The GEMAS study has several strengths and limitations that must be considered. Regarding the strengths, to the best of our knowledge, GEMAS is the first study of asthma exacerbations where different non-invasive samples (saliva, nasal, and pharyngeal swabs) have been collected. Moreover, the use of standardized and common procedures makes GEMAS an open-collaboration study to participate in meta-analyses to disentangle the role of genomics not only in asthma exacerbations but also in other allergic and respiratory traits. Indeed, the characteristics of GEMAS will allow collaboration with other studies of Spanish asthma patients recruited in different regions of the country, such as the MEGA project [40], to improve the knowledge of asthma in this population. Finally, the fact that genotype and microbiome data will be available in GEMAS from both children and adults with asthma will allow investigation into the interaction of these two layers in two differentiated asthma phenotypes.

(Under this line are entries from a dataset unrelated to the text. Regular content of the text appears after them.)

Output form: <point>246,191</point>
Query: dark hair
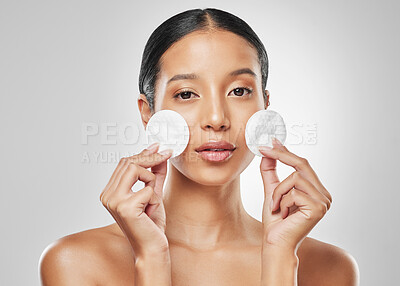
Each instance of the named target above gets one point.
<point>178,26</point>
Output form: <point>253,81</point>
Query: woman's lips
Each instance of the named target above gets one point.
<point>216,156</point>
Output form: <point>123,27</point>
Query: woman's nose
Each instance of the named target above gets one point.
<point>215,115</point>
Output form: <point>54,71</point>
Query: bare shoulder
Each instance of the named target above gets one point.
<point>82,258</point>
<point>324,264</point>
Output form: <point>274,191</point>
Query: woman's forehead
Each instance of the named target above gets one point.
<point>205,53</point>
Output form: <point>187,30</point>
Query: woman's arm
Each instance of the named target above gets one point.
<point>291,209</point>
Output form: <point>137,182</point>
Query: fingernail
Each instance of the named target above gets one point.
<point>166,152</point>
<point>153,147</point>
<point>264,148</point>
<point>277,141</point>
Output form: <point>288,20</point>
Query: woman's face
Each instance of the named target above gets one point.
<point>215,103</point>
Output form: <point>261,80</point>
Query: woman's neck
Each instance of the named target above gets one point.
<point>204,217</point>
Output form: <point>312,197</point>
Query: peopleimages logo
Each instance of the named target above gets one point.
<point>101,137</point>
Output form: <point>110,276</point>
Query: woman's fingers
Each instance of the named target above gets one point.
<point>297,181</point>
<point>281,153</point>
<point>310,207</point>
<point>147,158</point>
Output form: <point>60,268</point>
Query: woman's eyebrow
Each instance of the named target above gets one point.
<point>195,76</point>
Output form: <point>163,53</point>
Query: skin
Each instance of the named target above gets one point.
<point>212,239</point>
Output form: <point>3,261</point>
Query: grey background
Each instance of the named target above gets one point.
<point>334,69</point>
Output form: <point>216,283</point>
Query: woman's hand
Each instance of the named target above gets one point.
<point>141,214</point>
<point>298,202</point>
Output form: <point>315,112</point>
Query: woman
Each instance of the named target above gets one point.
<point>209,66</point>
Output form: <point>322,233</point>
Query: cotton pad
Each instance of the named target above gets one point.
<point>170,129</point>
<point>261,126</point>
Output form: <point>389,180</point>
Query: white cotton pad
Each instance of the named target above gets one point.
<point>170,129</point>
<point>261,126</point>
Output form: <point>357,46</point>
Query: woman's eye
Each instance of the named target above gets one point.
<point>183,95</point>
<point>239,91</point>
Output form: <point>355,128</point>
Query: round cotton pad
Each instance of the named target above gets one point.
<point>261,126</point>
<point>170,129</point>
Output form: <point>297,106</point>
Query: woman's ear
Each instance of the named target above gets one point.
<point>144,109</point>
<point>267,100</point>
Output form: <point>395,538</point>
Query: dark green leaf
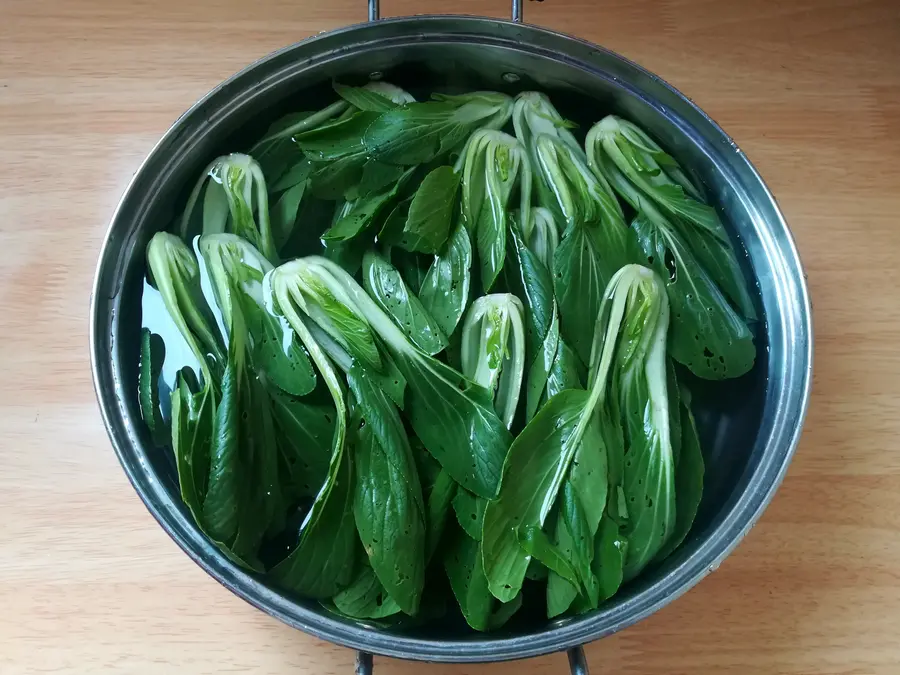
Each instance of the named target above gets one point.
<point>153,353</point>
<point>437,509</point>
<point>579,279</point>
<point>322,563</point>
<point>336,139</point>
<point>366,598</point>
<point>192,426</point>
<point>431,212</point>
<point>361,214</point>
<point>689,472</point>
<point>533,472</point>
<point>284,213</point>
<point>536,544</point>
<point>305,433</point>
<point>469,512</point>
<point>707,335</point>
<point>462,562</point>
<point>385,285</point>
<point>364,99</point>
<point>445,290</point>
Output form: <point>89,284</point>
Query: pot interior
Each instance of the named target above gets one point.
<point>735,418</point>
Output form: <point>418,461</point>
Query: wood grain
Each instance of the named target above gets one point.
<point>90,584</point>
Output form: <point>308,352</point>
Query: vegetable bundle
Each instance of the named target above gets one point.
<point>408,351</point>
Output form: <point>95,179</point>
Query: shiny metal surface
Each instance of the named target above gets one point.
<point>749,430</point>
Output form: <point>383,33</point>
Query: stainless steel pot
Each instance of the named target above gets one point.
<point>749,427</point>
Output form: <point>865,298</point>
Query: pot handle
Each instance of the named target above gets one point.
<point>577,662</point>
<point>375,10</point>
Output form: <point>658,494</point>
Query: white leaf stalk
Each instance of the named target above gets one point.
<point>544,236</point>
<point>581,197</point>
<point>235,200</point>
<point>176,274</point>
<point>493,350</point>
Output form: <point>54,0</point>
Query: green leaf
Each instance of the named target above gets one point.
<point>462,562</point>
<point>240,178</point>
<point>284,213</point>
<point>640,171</point>
<point>385,285</point>
<point>388,504</point>
<point>375,177</point>
<point>689,471</point>
<point>322,563</point>
<point>295,176</point>
<point>361,214</point>
<point>536,544</point>
<point>176,274</point>
<point>445,290</point>
<point>452,416</point>
<point>192,426</point>
<point>565,371</point>
<point>305,432</point>
<point>336,139</point>
<point>437,509</point>
<point>609,557</point>
<point>419,132</point>
<point>431,212</point>
<point>277,352</point>
<point>153,353</point>
<point>455,420</point>
<point>579,278</point>
<point>220,507</point>
<point>532,475</point>
<point>364,99</point>
<point>707,335</point>
<point>365,598</point>
<point>493,350</point>
<point>469,512</point>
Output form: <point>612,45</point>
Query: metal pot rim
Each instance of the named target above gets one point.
<point>744,511</point>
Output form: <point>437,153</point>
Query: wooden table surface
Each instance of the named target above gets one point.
<point>90,583</point>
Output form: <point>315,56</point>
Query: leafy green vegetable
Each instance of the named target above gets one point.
<point>322,561</point>
<point>240,180</point>
<point>386,287</point>
<point>707,335</point>
<point>431,211</point>
<point>387,504</point>
<point>192,425</point>
<point>490,165</point>
<point>536,544</point>
<point>305,431</point>
<point>365,598</point>
<point>447,412</point>
<point>469,512</point>
<point>689,471</point>
<point>462,564</point>
<point>420,132</point>
<point>363,98</point>
<point>357,216</point>
<point>493,350</point>
<point>175,272</point>
<point>543,239</point>
<point>648,485</point>
<point>153,353</point>
<point>540,456</point>
<point>445,289</point>
<point>659,177</point>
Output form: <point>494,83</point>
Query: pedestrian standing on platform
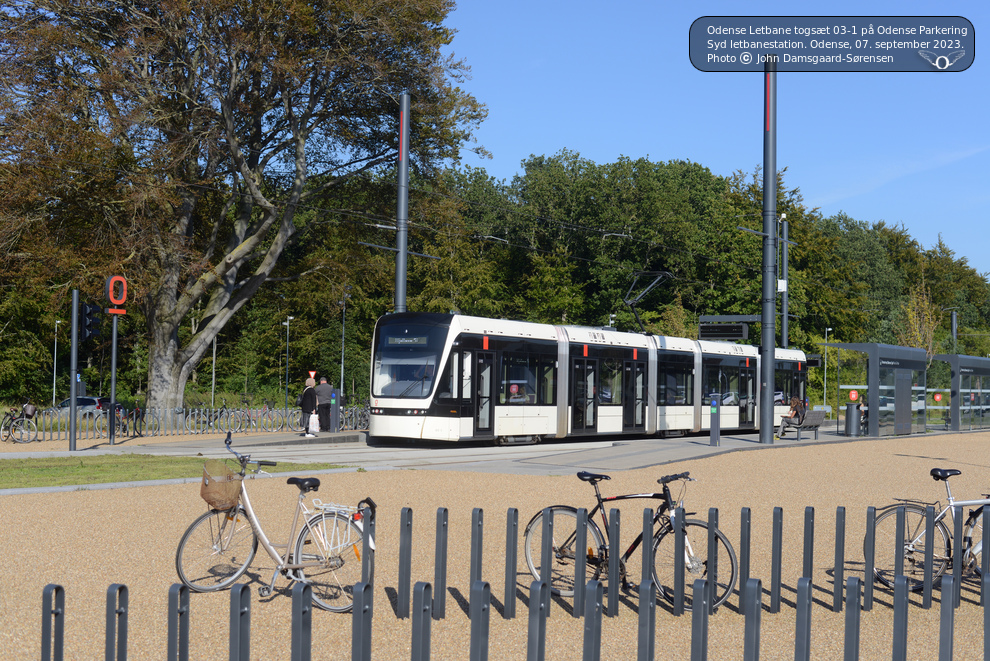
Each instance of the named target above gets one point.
<point>324,392</point>
<point>309,406</point>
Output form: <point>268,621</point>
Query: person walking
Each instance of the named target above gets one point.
<point>309,406</point>
<point>325,395</point>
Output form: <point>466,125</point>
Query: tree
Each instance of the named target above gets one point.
<point>199,138</point>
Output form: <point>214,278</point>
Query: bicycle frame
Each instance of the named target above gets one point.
<point>661,516</point>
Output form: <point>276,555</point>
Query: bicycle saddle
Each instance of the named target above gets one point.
<point>944,473</point>
<point>594,478</point>
<point>305,483</point>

On the other hand, some limitations need to be acknowledged. First, despite assessing potential variables that may disturb the microbiome, many other potential confounders of microbiome assessment may be uncontrolled (e.g., use of probiotics, gastrointestinal diseases, evidence of oral candidiasis, etc.) [41]. Moreover, the use of antibiotics was quite extended among patients who developed asthma exacerbations and their effects on the human microbiome have a high interindividual variation [42]. However, the fact that antibiotic use is recorded will allow us to take this variable into account in the statistical analyses. Second, the multicenter nature study of the microbiome may limit the power to detect differences in the human microbiome composition, since it is highly conditioned by the environment [43]. Third, the current sample is limited, and healthy individuals have not been recruited as additional controls. However, this limitation will be overcome in future stages of the study, since patient enrollment is still ongoing.

5. Conclusions

GEMAS is a promising study with well-balanced groups of asthma patients with and without asthma exacerbations that will contribute to improving the knowledge of the scarcely investigated role of genomics and the human microbiome in the development of asthma exacerbations. The clinical characteristics of the enrolled patients support the definitions of cases and controls, and the use of common and standardized procedures will allow for the collaboration with other studies. Moreover, the collection of non-invasive samples to investigate the human microbiome will help to establish potential biomarkers with better clinical applicability that could be included in further clinical studies to move towards precision medicine.